Red Hat Bugzilla – Bug 112844
cciss 2.4.49 driver panic with HP Smart Array
Last modified: 2007-11-30 17:06:53 EST
From Bugzilla Helper:
User-Agent: Mozilla/5.0 (X11; U; Linux i686; en-US; rv:1.4) Gecko/20030703
Description of problem:
The cciss 2.4.49 driver included in the 2.4.9-e.34 kernel causes a
boot-time kernel panic with certain HP Smart Array firmware revs.
Console output during boot (first line is for context):
NET4: Unix domain sockets 1.0/SMP for Linux NET 4.0.
request_module[block-major-104]: Root fs not mounted
VFS: Cannot open root device "cciss/c0d0p1" or 68:01
Please append a correct "root=" boot option
Kernel panic: VFS: Unable to mount root fs on 68:01
This has occurred on a Proliant DL380 G1 with a Smart Array 5304/256
firmware 2.92 and a DL380 G2 with onboard Smart Array 5i firmware
2.38. The problem is definately the 2.4.49 cciss.o driver in the
initrd image, because replacing it with cciss_2445.o fixes things.

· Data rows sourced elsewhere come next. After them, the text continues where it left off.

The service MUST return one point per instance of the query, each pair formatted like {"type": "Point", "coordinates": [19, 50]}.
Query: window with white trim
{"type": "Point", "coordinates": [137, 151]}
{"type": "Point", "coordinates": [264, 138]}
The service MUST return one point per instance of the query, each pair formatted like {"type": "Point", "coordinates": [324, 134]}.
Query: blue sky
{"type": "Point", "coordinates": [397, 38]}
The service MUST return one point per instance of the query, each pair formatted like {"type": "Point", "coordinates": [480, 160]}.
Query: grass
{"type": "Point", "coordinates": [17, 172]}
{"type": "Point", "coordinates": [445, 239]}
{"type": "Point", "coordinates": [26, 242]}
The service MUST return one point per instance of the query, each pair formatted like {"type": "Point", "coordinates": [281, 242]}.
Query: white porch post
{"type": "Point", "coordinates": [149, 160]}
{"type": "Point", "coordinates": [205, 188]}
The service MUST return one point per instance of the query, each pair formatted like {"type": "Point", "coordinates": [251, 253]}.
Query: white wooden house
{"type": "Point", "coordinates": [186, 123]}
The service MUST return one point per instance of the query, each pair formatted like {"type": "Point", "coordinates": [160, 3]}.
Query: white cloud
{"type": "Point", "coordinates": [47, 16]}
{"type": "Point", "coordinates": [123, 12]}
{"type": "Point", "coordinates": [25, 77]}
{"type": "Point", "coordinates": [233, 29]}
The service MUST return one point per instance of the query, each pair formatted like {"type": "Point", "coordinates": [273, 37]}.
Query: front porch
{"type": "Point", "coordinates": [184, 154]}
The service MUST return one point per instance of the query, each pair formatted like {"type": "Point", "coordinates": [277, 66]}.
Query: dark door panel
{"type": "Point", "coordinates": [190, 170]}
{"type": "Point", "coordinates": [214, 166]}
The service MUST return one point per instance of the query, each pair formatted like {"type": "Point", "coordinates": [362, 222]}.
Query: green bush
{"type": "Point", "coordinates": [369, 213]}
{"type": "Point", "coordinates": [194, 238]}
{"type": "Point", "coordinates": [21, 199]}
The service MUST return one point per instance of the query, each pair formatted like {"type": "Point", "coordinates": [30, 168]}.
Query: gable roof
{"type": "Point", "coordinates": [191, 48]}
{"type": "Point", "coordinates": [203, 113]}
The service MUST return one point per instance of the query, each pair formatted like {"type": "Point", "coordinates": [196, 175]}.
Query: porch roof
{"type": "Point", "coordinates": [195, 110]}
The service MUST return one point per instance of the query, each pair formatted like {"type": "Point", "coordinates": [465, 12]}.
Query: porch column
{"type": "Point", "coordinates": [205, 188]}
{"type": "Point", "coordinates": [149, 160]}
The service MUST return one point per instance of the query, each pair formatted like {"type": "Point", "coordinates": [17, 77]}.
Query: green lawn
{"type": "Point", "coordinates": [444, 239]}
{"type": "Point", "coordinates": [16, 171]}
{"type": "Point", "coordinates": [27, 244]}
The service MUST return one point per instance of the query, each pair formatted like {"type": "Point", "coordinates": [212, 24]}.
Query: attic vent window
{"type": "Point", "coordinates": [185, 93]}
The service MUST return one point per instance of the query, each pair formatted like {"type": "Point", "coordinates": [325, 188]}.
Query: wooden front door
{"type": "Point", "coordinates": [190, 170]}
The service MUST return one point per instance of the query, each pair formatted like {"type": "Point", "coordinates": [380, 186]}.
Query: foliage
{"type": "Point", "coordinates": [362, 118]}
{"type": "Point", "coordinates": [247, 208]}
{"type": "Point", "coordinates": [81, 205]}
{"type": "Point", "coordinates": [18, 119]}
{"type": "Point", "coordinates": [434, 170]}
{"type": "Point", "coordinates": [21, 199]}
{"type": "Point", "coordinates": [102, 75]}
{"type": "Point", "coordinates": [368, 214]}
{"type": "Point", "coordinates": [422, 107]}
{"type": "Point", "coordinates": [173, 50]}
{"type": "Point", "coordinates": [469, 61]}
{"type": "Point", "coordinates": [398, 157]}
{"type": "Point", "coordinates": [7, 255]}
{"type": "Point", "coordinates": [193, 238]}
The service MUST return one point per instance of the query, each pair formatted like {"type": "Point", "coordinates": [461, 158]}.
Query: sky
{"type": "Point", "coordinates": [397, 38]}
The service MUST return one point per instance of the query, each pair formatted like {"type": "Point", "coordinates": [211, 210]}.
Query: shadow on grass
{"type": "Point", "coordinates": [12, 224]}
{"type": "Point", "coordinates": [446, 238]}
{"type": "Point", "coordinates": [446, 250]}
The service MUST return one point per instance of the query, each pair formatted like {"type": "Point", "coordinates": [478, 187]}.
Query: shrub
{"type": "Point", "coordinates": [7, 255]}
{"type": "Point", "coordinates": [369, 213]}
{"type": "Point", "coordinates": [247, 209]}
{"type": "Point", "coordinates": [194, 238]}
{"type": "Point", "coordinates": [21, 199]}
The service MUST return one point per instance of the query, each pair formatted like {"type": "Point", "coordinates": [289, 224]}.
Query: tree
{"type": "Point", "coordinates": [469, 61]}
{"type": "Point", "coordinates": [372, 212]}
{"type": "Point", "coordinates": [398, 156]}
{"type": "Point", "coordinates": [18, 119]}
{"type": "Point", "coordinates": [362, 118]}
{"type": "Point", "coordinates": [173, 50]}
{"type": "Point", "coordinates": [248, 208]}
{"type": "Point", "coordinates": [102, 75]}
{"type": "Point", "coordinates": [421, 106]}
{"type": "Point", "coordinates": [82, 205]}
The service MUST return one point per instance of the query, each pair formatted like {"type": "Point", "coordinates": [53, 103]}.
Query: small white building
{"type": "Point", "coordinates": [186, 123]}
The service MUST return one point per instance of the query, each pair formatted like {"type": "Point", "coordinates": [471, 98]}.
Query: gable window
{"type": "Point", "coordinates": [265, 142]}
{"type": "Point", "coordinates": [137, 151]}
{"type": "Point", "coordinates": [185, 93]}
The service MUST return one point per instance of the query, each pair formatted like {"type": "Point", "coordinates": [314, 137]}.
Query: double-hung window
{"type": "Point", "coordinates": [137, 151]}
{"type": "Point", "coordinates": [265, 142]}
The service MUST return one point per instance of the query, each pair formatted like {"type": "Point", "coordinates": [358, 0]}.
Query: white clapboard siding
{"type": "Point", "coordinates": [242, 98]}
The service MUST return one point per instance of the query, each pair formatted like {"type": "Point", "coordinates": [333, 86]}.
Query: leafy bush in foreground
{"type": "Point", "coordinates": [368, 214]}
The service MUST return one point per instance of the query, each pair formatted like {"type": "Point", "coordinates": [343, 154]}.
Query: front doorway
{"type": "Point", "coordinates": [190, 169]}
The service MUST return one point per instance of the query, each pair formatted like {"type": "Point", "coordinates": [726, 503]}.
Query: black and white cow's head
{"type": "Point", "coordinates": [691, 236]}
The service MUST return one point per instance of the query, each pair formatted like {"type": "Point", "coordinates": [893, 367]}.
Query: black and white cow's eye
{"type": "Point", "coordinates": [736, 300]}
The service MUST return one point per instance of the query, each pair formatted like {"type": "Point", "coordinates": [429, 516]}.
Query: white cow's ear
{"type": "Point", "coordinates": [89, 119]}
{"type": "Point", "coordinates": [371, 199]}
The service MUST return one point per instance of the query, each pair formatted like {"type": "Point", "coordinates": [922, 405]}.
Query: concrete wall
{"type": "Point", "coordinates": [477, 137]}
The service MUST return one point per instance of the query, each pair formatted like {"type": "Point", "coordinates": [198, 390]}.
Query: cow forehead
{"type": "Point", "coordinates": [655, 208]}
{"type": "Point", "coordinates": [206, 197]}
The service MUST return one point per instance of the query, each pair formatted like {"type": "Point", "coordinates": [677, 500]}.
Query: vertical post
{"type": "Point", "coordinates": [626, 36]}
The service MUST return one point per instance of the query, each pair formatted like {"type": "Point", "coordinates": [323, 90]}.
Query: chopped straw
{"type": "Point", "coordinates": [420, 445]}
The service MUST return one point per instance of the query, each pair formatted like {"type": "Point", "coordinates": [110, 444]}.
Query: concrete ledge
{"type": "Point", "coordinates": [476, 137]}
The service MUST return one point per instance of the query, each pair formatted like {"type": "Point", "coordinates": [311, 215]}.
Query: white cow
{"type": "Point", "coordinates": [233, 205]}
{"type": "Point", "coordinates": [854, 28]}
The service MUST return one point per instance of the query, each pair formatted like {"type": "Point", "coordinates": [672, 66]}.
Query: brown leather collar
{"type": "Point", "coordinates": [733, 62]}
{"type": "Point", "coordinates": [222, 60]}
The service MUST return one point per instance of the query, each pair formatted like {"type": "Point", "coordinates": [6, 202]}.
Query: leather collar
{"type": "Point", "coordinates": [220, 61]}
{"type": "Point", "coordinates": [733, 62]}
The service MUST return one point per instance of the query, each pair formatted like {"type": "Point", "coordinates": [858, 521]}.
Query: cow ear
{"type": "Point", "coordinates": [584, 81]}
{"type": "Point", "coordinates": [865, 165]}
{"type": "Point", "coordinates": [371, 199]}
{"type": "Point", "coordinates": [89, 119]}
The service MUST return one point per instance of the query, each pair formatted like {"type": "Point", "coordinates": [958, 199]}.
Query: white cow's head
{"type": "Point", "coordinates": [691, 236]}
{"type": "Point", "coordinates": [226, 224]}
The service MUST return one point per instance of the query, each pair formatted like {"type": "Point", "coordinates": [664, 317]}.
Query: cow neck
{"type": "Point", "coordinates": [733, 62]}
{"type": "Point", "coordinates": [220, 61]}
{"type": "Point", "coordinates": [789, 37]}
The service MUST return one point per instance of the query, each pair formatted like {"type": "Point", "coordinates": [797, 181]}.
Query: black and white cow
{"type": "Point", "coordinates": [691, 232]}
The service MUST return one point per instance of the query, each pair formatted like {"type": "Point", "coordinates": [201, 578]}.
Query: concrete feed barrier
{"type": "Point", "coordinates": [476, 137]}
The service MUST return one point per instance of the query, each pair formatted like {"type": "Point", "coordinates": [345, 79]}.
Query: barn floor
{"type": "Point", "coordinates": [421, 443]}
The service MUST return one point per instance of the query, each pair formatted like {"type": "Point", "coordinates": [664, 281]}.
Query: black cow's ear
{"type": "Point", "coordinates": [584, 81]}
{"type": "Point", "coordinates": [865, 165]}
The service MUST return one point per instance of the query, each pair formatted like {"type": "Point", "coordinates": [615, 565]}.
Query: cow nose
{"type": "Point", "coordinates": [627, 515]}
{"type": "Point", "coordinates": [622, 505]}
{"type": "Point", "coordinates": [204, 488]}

However, the original 2.4.49 does work after upgrading the 5304
firmware to 3.40 (I'm unable to upgrade the 5i at present). If this
firmware dependency is by design then it would be helpful to document
it in the RHSA-2003:408 announcement.
Version-Release number of selected component (if applicable):
Steps to Reproduce:
1.Upgrade to kernel-2.4.9-e.34 with one of the above controller revs
Actual Results: Kernel panic
Expected Results: No kernel panic
Created attachment 96752 [details]
lspci -nvv output for failing SA-5i
There is no intended dependency on the f/w version. I'll diff the
drivers and check what has changed.
I have also requested that our vendor relations manager assign this
to a test team for further investigation.
I checked the differences between the drivers and there is no
apparent reason why 2.4.49 should fail. Please send some config info
such as the number & type of controllers in the system. Are there any
drives on the embedded controller? Is the embedded running as dumb
SCSI or as cpqarray?
Does the driver load during boot? Are there any error messages when
the driver loads?
I'm guessing this happens when rebooting after the install completes.
If so, rescue the system and check /etc/modules.conf for entries for
both versions of cciss. If they exist, delete the entry for the older
driver and build a new initrd to see if that helps.
This has been assigned to a test team for investigation.
We also have this problem. It's a Compaq 5304 controller. The normal
sym53c8xx driver does NOT load, inducing the Kernel panic. I've
switched back to 2.4.9-e.27 for now (which continues to work perfectly).
Sorry I should have said, this is RedHat AS2.1. Let me know via e-mail
if you need any more information. The controller is running 2 arrays
and is the sole RAID controller in the machine.
It turns out the firmware upgrade was a red herring. The problem is
that upgrading from kernel-2.4.9-e.24 (the 2.1 AS Update 2 default) to
2.4.9-e.34 fails to create an initrd image due to the alias line in
/etc/modules.conf referencing cciss_2427 (the -e.34 install even
prints the warning "No module cciss_2427 found for kernel 2.4.9-e.34"
from mkinitrd, but I'd somehow missed that). So when you boot with the
new kernel there isn't an initrd to load cciss.o from, hence the panic.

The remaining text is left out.